As you can see, it is also quite posable. The new xeno lacks the thigh cut joints of the old, but more than makes up for it with double-jointed knees, ball hips/shoulders/ankles/wrists/neck/elbows/mid-torso, upper bicep cuts, well-concealed mid-foot hinges, bendy tail, and opening mouth with an inner jaw that slides out. It can get in a variety of action poses:
Yep, that’s the original tag-teaming the Hulk. Why don’t we take a closer look to compare?
The new one is taller, more intricately sculpted and better articulated (note the cut joints on the hips off the old one). The old one’s primary advantage is it has big front fangs, while the new one has its outer-mouth teeth almost completely retracted under the lip, and its inner jaws in a shut position. This is an aesthetic choice I would not have made, but it does help keep them looking different.

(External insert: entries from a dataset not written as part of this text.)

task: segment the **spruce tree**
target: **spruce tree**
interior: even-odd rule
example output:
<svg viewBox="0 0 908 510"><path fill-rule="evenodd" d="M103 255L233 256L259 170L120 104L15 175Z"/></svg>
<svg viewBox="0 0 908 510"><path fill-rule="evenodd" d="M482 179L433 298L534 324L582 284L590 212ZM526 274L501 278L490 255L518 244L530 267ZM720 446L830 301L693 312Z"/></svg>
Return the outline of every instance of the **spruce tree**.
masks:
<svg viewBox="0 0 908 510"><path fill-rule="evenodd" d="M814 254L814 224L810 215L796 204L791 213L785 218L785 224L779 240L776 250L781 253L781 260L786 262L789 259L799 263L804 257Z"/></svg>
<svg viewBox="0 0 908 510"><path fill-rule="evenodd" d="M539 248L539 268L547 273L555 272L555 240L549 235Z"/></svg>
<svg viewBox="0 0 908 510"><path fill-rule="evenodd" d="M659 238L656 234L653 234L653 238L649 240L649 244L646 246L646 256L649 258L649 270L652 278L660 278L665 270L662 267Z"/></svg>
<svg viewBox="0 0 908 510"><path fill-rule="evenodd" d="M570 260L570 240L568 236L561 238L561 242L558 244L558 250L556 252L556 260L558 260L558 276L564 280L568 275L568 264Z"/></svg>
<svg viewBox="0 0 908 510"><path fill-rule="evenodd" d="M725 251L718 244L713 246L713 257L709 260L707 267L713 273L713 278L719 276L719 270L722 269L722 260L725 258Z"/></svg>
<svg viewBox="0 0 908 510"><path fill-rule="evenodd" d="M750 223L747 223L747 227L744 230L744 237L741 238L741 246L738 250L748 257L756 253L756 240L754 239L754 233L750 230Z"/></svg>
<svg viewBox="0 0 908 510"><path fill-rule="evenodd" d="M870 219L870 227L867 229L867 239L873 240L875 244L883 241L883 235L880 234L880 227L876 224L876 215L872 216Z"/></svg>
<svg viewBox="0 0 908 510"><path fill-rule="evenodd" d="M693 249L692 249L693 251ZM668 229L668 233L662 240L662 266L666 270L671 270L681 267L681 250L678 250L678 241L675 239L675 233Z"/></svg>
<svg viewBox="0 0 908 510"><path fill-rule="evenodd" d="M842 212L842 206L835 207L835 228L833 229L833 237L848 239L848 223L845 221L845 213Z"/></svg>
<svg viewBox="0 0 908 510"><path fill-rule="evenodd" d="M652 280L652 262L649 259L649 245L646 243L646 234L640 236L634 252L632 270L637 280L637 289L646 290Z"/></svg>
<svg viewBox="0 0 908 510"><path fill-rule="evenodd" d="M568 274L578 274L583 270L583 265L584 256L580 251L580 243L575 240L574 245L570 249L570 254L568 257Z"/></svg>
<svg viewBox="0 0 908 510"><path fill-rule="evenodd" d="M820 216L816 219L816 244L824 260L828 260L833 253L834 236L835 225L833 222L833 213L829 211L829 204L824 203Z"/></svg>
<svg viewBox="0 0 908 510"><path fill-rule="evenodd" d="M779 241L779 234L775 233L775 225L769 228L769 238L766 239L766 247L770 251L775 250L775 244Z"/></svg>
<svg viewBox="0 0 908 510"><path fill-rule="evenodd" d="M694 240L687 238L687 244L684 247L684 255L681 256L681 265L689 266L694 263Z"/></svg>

And vive le difference, oui?
Here’s a comparison from behind:
Look particularly at the sculpting of the head underneath the dome, and you’ll get the best sense of how NECA detailing has come along.
But is it really translucent, as promised? Well, a lot depends on the lighting. In many of these pictures, you don’t see the effect because the figure is front lit. Back light it, and you get the real picture.
A good backlight makes the details of the wash pop even more.
And it’s a good thing it has all that articulation, because it’s extra tall and a shelf I had sized SPECIFICALLY FOR NECA quarter-scale figures is too small unless it crouches.
If you have not yet bought the black version of this sculpt, you’ll likely want this one to offer the most variety. If you’re any kind of Alien fan, you’re going to want some version of this sculpt. If you’re a collector of all things xenomorphic, bear in mind that this concept figure is going to have a smaller production than most, so even if $104.99 seems steep now…it’s only gonna get steeper later. Act now and you won’t be pissed off.